Socialist city is a term from planning theory and urban planning history to designate the cultural-genetic city type of socialism . Based on the social model of socialism, certain urban planning ideas were reflected in the cities of the Soviet Union and the Eastern Bloc , which changed during this period. It stands in the tradition of the ideal city .

ideology

Socialist urban planning, like the understanding of planning that was widespread in non-socialist countries in the middle of the 20th century, was based on the principles of modern urban planning , the model of which was laid down in the 1933 Charter of Athens . These included not only the rejection of the dense Wilhelminian style city, but a radical break with all urban planning traditions. This “revolutionary” creation of a completely new order not only corresponded to the numerous idealistic utopias of the interwar period, but was also an expression of the closeness of many protagonists of modernity to socialist ideas.

The transfer of the socialist idea to a city model had two important ideological bases:

  • the abolition of private real estate and the resulting phenomena such as the development of land prices according to market laws, property speculation and individual economic investment decisions that should be replaced by planning in favor of the common good, and
  • overcoming socio-spatial segregation, for example the existence of “poor” and “rich” districts.

The other guidelines of socialist urban planning largely corresponded to the global understanding of modern planning, such as the creation of green spaces close to residential areas, of "healthy" apartments for all city dwellers, the spatial separation of city functions and the expansion of traffic axes.

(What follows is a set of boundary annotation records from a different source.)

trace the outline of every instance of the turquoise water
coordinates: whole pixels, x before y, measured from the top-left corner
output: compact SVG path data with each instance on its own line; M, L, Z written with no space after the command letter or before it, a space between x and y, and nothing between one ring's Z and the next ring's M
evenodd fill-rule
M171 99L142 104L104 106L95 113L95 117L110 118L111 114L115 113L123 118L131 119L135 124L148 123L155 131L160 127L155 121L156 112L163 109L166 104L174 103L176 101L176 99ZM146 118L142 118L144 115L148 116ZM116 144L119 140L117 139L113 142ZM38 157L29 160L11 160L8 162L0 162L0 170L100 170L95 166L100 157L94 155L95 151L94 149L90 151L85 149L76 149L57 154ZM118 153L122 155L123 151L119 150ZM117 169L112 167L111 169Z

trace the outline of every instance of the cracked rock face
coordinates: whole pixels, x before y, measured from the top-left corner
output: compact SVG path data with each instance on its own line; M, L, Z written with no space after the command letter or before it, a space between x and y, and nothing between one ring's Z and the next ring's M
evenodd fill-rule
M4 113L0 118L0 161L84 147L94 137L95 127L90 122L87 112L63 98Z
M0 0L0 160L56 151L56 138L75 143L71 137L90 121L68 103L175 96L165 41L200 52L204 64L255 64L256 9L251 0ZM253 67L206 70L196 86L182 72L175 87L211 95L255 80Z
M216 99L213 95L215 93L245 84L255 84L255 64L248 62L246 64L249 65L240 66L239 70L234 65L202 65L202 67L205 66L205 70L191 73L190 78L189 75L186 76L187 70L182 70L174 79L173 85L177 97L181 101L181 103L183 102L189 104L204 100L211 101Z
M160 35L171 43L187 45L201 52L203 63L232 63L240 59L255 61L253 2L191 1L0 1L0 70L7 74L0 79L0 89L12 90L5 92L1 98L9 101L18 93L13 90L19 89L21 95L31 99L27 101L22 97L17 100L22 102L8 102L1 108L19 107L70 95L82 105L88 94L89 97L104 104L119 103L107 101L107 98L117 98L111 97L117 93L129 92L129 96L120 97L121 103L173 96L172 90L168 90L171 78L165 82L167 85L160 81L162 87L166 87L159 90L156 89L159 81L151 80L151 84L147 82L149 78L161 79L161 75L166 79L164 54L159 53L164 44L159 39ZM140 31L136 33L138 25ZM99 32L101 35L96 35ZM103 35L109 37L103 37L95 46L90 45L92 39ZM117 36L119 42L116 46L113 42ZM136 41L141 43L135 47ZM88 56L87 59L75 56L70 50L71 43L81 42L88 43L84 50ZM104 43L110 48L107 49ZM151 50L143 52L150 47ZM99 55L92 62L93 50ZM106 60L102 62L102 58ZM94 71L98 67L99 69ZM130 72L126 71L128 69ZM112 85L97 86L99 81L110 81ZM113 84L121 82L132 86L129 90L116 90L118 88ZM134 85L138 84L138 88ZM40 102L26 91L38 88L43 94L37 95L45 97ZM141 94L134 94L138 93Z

One of the specifics, as laid down in the 16 principles of town planning , was, however, the pathetic exaggeration of the new social order, which found expression in the town plan. In contrast to the sober city centers of the West German post-war reconstruction , large parade areas for mass events, representative buildings of the party organs or monumental monuments for socialist “heroes” were important components of a “socialist” city center.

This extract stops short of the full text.